Cracker Barrel is most popular family chain restaurant
Cracker Barrel is most popular family chain restaurant

Cracker Barrel has regained its position as the No. 1 family dining restaurant in the US.

The chain ranks as Americans' favorite full-service, family-dining spot, according to Nation's Restaurant News' annual Consumer Picks survey. Cracker Barrel beat out chains including First Watch and Shari's Cafe & Pies.

Cracker Barrel has been a long-time family dining favorite, taking the top spot in the survey five out of the last six years. However, in 2015, First Watch, which calls itself "the daytime cafe," snagged the top position.

Take a peek at some of Cracker Barrel's menu items:

This year, Cracker Barrel was able to make a comeback, earning top scores in reputation, service, cleanliness, and atmosphere.

Cracker Barrel is "a place for people to stop, take a break, have a real meal, maybe shop for a little bit," Chris Ciavarra, Cracker Barrel's senior vice president of marketing, told Business Insider.

The chains has 635 locations in 42 states. Each location has an "Old Country Store" filled with a constantly-rotating array of goods from Yankee candles to kitschy accessories.

While Nation's Restaurant News groups Cracker Barrel as a family dining stop, Ciavarra says that the chain competes with diners at breakfast, casual dining at lunch and dinner, and quick service for travelers.

A uniquely high proportion (about 33 percent) of Cracker Barrel customers are people who are traveling, thanks to marketing and locations near highways across the US.

Cracker Barrel's menu is packed with old-school, Southern offerings, like biscuits, chicken fried chicken, and various other "fancy fixin's."

Currently, the chain is expanding into the West and Pacific Northwest, with five new locations in the Las Vegas and Portland, Oregon areas in the next year.

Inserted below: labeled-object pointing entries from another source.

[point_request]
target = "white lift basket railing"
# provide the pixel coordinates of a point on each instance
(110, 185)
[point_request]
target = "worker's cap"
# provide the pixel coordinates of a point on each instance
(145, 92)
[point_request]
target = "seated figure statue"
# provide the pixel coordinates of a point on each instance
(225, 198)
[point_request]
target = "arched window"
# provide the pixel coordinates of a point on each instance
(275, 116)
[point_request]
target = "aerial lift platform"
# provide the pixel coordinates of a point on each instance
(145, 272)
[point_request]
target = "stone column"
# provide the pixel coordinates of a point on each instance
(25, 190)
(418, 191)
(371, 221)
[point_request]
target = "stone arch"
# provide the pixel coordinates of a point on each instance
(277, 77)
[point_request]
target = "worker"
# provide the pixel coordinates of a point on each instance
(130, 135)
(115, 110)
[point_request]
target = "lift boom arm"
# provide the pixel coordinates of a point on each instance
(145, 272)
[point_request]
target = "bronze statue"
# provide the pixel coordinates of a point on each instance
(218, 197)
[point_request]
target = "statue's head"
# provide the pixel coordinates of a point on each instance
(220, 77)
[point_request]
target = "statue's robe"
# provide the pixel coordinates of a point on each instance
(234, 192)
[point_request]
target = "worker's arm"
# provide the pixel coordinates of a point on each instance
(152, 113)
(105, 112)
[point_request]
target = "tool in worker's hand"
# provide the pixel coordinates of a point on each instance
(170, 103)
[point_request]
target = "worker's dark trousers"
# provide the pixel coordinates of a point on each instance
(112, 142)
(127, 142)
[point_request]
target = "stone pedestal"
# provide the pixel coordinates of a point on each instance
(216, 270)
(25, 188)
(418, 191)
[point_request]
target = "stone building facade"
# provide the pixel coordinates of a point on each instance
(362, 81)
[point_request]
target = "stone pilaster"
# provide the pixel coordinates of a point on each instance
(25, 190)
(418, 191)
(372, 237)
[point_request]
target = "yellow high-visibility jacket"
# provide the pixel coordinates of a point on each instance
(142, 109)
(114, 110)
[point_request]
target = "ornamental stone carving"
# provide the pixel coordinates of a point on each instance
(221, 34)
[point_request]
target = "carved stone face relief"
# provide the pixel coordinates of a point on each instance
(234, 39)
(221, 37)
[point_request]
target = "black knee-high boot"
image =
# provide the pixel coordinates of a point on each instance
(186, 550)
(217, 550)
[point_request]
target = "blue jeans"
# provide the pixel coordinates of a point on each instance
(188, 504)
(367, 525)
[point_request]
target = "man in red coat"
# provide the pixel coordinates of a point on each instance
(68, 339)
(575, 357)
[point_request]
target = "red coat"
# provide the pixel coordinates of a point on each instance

Cracker Barrel is also working to grow its customer base by appealing to different demographics.

"There are certain segments that we are trying to drive our appeal with harder," says Ciavarra. "For example, with multicultural examples, like the Hispanic and African-American marketplace, we've put increasing focus on outreach efforts to those markets to try and increase the frequency of their visits."

Visiting a Cracker Barrel is a visually peculiar experience.

Each location has 1,000 unique "artifacts." These items are chosen specifically for that restaurant from a company warehouse filled with seemingly endless Americana knick-knacks.

While Ciavarra says Cracker Barrel's attracts customers from every generation, the company is working hard to appeal to millennials.

The company recently launched a millennial-focused fast-casual chain called Holler & Dash.

Holler & Dash is a biscuit-centric fast-casual concept, serving up biscuit sandwiches and treats such as a "chicken holler" sandwich with fried chicken, pickles, and cheese, and a "jam" biscuit with chocolate and jelly.

In February, Cracker Barrel reported a revenue growth of 1.1 percent to $764 million in the most recent quarter. Same-store restaurant sales increased 0.6%, outpaced by same-store retail sales, which increased 2.6 percent.